Why not exploit opportunities for public private partnership instead of focusing on loans from local banks?
COMMENT | RUGABA AGABA | Andrew Mwenda’s “Uganda’s self-destructive impulses” in the Independent Magazine of August 9, 2021 raises interesting perspectives on Uganda’s banking industry and local capital development for social economic transformation.
Whereas he raised various aspects with the regulator, Bank of Uganda, and various equity investors/ shareholders of the commercial banks, we have opportunities even within the current regulatory regime to develop domestic capital, “local” banks, and opportunities for public private partnerships.
For starters, banks do not lend primarily based on size of your assets. They lend based on the cash flows of whatever enterprise you are investing the loan proceeds to. That is why one of the key metrics in a loan appraisal is Debt Service Cover Ratio, which answers the question of how much cash is available for debt service after you have paid operating expenses for your business?
That also explains why banks prefer to lend to government because they know government collects taxes and so will always pay back their cash. Government does not need to deposit the land titles of the Oil Refinery or Entebbe Airport with the banks to borrow from them.
So the big question for us borrowers is; shall the mortgaged property be able to generate enough cash flows to pay for the loan? Alternatively, even if the loan (secured by the mortgaged property) has been invested in another venture for example a commercial farm or FinTech start-up, shall the enterprise generate enough cash flows to pay off the loan and keep the borrower afloat?
However, these technicalities aside, there are options within the current financial regulatory regime that we can explore to build private capital and affordable credit for social economic transformation.

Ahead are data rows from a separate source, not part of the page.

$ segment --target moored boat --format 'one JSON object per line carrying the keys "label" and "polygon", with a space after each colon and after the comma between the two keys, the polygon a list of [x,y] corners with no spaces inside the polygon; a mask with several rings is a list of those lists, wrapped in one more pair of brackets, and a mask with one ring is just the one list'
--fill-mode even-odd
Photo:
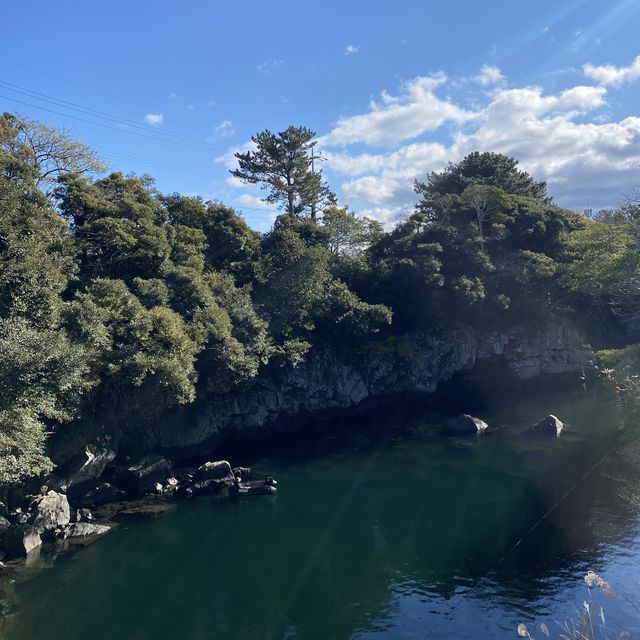
{"label": "moored boat", "polygon": [[229,487],[229,493],[232,496],[269,495],[277,491],[277,484],[271,476],[267,476],[264,480],[254,480],[251,482],[240,482],[238,480]]}

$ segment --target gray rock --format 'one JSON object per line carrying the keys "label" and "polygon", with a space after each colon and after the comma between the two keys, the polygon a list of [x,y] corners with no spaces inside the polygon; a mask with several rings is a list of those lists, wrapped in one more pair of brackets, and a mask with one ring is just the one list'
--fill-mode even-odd
{"label": "gray rock", "polygon": [[228,487],[230,483],[231,481],[226,478],[221,480],[203,480],[202,482],[194,482],[190,487],[188,487],[188,489],[191,490],[190,492],[188,492],[188,495],[213,495],[216,493],[220,493],[220,491],[222,491],[225,487]]}
{"label": "gray rock", "polygon": [[489,425],[484,420],[470,416],[468,413],[461,413],[449,423],[449,429],[455,433],[482,433],[488,427]]}
{"label": "gray rock", "polygon": [[67,496],[55,491],[49,491],[35,500],[36,516],[33,528],[39,533],[45,533],[64,527],[71,522],[71,509]]}
{"label": "gray rock", "polygon": [[91,522],[93,515],[90,509],[76,509],[76,522]]}
{"label": "gray rock", "polygon": [[7,558],[22,558],[38,549],[42,544],[42,538],[34,527],[18,525],[4,532],[2,544]]}
{"label": "gray rock", "polygon": [[86,485],[102,476],[107,465],[116,457],[116,452],[107,447],[87,445],[82,456],[71,466],[67,487]]}
{"label": "gray rock", "polygon": [[82,507],[100,507],[110,502],[120,502],[127,497],[126,492],[118,487],[114,487],[108,482],[102,482],[90,491],[87,491],[79,500]]}
{"label": "gray rock", "polygon": [[152,491],[158,482],[171,475],[171,462],[162,456],[149,454],[136,464],[116,469],[115,484],[135,496]]}
{"label": "gray rock", "polygon": [[546,418],[542,418],[542,420],[532,425],[531,429],[534,433],[558,437],[562,433],[562,429],[564,429],[564,424],[559,418],[550,413]]}
{"label": "gray rock", "polygon": [[348,410],[405,392],[432,393],[444,381],[480,364],[487,369],[496,365],[518,380],[574,374],[578,383],[583,369],[593,369],[593,360],[583,336],[563,318],[550,318],[536,329],[487,331],[467,326],[439,335],[412,332],[349,361],[336,350],[318,347],[305,362],[281,370],[277,377],[265,369],[251,384],[211,393],[194,419],[180,429],[167,421],[136,432],[131,444],[174,450],[187,458],[204,447],[211,450],[230,433],[246,438],[252,432],[264,433],[282,418]]}
{"label": "gray rock", "polygon": [[89,538],[102,536],[111,531],[111,527],[106,524],[94,524],[92,522],[75,522],[66,527],[62,533],[62,538]]}
{"label": "gray rock", "polygon": [[222,480],[231,475],[231,465],[226,460],[205,462],[201,467],[198,467],[195,481],[204,482],[205,480]]}

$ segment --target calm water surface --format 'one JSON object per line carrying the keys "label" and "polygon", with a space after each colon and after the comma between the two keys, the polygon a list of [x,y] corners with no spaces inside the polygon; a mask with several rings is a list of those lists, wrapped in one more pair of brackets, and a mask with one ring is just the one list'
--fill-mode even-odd
{"label": "calm water surface", "polygon": [[[627,601],[640,596],[640,509],[620,497],[637,486],[623,451],[636,427],[619,401],[596,388],[474,408],[495,426],[480,438],[444,436],[447,416],[415,412],[393,420],[408,432],[365,438],[356,426],[388,418],[364,416],[321,451],[259,461],[275,496],[123,517],[92,546],[23,572],[0,634],[487,639],[525,622],[541,638],[537,625],[557,637],[587,600],[610,630],[640,638]],[[560,439],[523,436],[549,412],[568,423]],[[589,592],[589,569],[614,597]]]}

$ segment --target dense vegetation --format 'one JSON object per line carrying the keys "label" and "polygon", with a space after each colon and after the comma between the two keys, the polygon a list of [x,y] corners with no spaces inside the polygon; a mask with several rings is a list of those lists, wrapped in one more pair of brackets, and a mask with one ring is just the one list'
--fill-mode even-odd
{"label": "dense vegetation", "polygon": [[575,308],[640,317],[639,207],[589,220],[515,160],[473,153],[416,183],[415,213],[385,232],[338,205],[313,136],[265,131],[238,154],[234,175],[283,209],[259,234],[218,202],[101,174],[64,132],[0,117],[0,483],[50,470],[47,432],[89,407],[143,428],[138,415],[321,345]]}

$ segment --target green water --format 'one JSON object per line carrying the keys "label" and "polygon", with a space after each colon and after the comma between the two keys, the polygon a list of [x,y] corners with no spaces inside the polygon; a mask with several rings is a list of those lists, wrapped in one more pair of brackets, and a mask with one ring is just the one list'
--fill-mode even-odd
{"label": "green water", "polygon": [[[12,640],[486,639],[525,622],[540,638],[537,624],[557,637],[555,621],[590,599],[609,629],[640,637],[624,597],[640,596],[639,509],[620,497],[637,482],[623,451],[635,425],[620,402],[596,388],[476,408],[495,427],[480,438],[445,436],[447,416],[400,407],[311,450],[283,443],[257,465],[278,479],[275,496],[122,517],[19,574],[0,629]],[[569,425],[560,439],[523,436],[549,412]],[[367,437],[368,421],[409,430]],[[588,592],[588,569],[617,597]]]}

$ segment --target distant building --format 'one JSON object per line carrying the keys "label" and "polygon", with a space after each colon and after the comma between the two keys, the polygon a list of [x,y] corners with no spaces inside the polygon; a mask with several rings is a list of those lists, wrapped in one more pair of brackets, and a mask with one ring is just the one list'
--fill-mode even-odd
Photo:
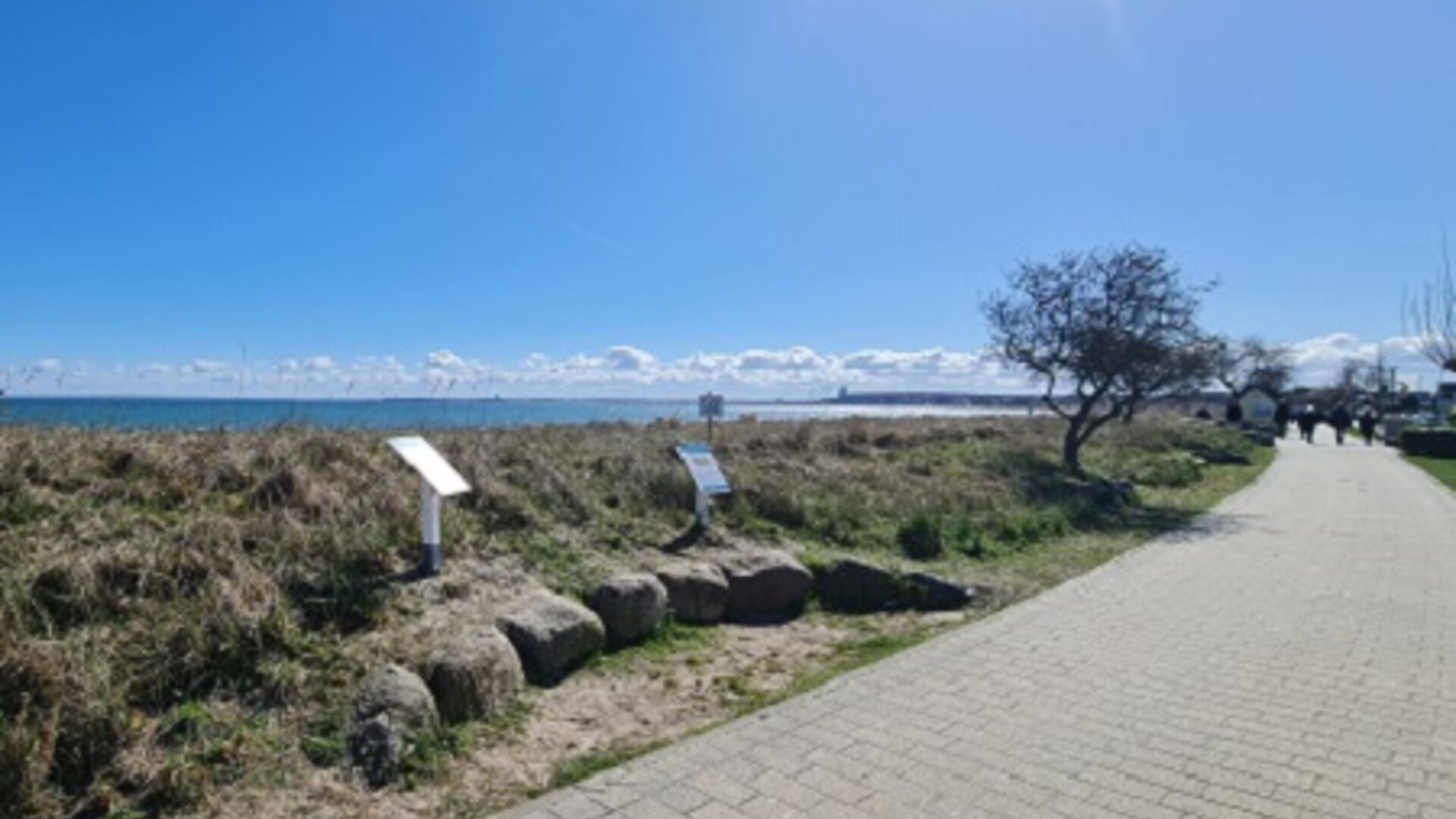
{"label": "distant building", "polygon": [[1252,388],[1239,396],[1239,408],[1243,410],[1243,420],[1252,424],[1273,424],[1274,410],[1278,401],[1262,388]]}

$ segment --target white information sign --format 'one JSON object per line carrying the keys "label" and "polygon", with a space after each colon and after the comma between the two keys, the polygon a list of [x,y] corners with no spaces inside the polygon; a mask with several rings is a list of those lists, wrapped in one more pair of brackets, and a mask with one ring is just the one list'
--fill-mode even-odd
{"label": "white information sign", "polygon": [[460,472],[456,472],[454,466],[447,463],[425,439],[418,436],[389,439],[389,446],[405,459],[405,463],[414,466],[440,497],[470,491],[470,484],[464,482]]}
{"label": "white information sign", "polygon": [[1245,421],[1273,424],[1274,410],[1278,408],[1278,402],[1270,398],[1270,393],[1262,389],[1251,389],[1239,399],[1239,408],[1243,410]]}
{"label": "white information sign", "polygon": [[697,396],[697,417],[699,418],[722,418],[724,417],[724,396],[716,392],[705,392]]}
{"label": "white information sign", "polygon": [[697,484],[700,494],[725,495],[732,491],[708,444],[684,443],[677,447],[677,456],[683,459],[683,463],[687,463],[687,471],[693,475],[693,482]]}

We have the `Tier 4 Microfinance Institutions Act And Money Lenders Act, 2016’, which allows Ugandans to pool together resources and invest jointly in all sorts of asset classes including real estate, government bonds, mutual funds, company stocks, and even small medium enterprises. In these Microfinance institutions (mainly SACCOs), members do borrow the pooled funds at much lower interest rates and better loan security terms than your typical commercial bank because of the social networks within these financial vehicles.